Individual vs. group work

In work environments, collaboration skills are necessary, but in a classroom setting, individual prowess is commonly favored. Teachers discuss the balance between collaborating and working alone, reflecting on real-world dynamics.
Some students work well individually but others work more productively in groups.
Some students work well individually but others work more productively in groups.

In a school where each class has around 15 students, everyone is familiar with each other.

But, in a company with thousands of colleagues, that personal connection seemingly disappears. Managing a small team for history class group projects and two-person English presentations about Song of Solomon becomes obsolete and impractical for working at a large corporation.

Besides the occasional Google Slides presentation and chemistry lab, the school rarely offers team-building opportunities in the classroom and instead emphasizes the importance of individual ability and work.

After several years of experience working with companies on Wall Street, English Department Chair Michael Morris believes in a combination of both group and individual activities.

“It’s good for the school to focus on preparing students for that kind of work,” Morris said. “I think we do it at a good level, but maybe that’s something that teachers could continue to prioritize.”

Before coming to the school, School Chaplain and Episcopal Priest Stephen Arbogast boasted a long career in finance, and similar to Morris, believes that there should be always a balance between collaborative and individual work.
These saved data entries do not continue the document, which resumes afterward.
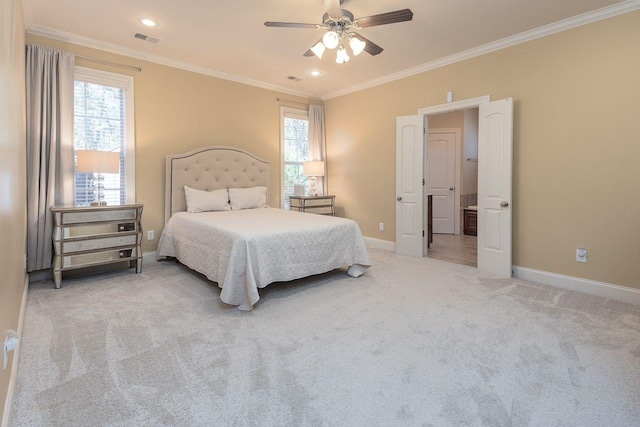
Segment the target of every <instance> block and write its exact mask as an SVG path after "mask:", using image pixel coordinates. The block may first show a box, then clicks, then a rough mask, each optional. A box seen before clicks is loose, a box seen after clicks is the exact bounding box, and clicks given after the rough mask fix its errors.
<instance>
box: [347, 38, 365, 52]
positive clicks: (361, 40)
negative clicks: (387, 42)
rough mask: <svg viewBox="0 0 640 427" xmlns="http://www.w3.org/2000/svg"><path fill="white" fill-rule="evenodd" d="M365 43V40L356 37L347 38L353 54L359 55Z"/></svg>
mask: <svg viewBox="0 0 640 427" xmlns="http://www.w3.org/2000/svg"><path fill="white" fill-rule="evenodd" d="M366 45H367V42H365V41H363V40H360V39H359V38H357V37H351V39H350V40H349V46H351V50H352V51H353V55H354V56H358V55H360V54H361V53H362V51H363V50H364V47H365V46H366Z"/></svg>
Here, the ultimate goal is to prepare students for the next level of education. This places a heavy emphasis on the importance of individual work as students are being assessed by institutions for their own individual merits.

“It would, of course, be wonderful to teach more collaborative skills, but I think we can’t kid ourselves that the college admissions process limits the amount of flexibility we have toward teaching students,” Arbogast said. “We’re required as professionals to assess them and we’re required to assess them as individuals, not as members of teams.”

Another problem teachers face in instituting collaborative work is the difficulty of fairly evaluating the success of the group, contrary to the business world, where there are clear indicators of achievement. 

“I think the biggest difference is that although there are a lot of subjective factors in business, at the end of the day, most things are quantified by dollars,” Arbogast said. “And so it’s much easier to assess the success of some activity than it is in determining whether someone is writing an essay better.”

Despite the contrasts between evaluating the success of groups in the professional world and the classroom, many similarities persist between the two.

“In English class for example, every time that you go home with a reading assignment, that’s like the independent work in finance,” Morris said. “Then you bring it back to the group, it’s not a team of four, it’s a team of 15, a class, and then the teacher is trying to coordinate the efforts of all of the students to contribute back to the to the group.”

While occasional collaboration occurs in the classroom, instructors still predominantly emphasize individual work for their students, which may be more similar to the professional world.

“There was group work, but there was also lots of individual work,” Morris said.  “What the senior person would do is delegate different assignments to different members of the team, then you would go off and do your work and then bring it back to the team. Even though it’s different, a discussion versus a small team meeting, there are real parallels.”

Even outside the classroom, students have the opportunity to participate in student led organizations, allowing them to develop leadership skills through balancing teams.

For sophomore Michael Yang, robotics has been a huge part of his high school experience. Along with others, Yang founded the first robotics team participating in First Tech Challenge, or FTC.

“We have nine people.” Yang said. “It was hard starting a new team this year because I had to work with the captains a lot to manage everyone. It’s hard to get everyone to communicate and work together efficiently.”

To build a high-level, competitive robot, Yang had to balance several aspects, from leading the team to ordering parts. Through the founding process, engineering and robotics teacher Stewart Mayer has helped Yang and the team.

“While Mr. Mayer doesn’t really do much of the actual leading, he teaches us how to manage, as he was the CEO of a company,” Yang said. “He always gives us a lot of tips on how we can help everyone to become a more efficient leader.”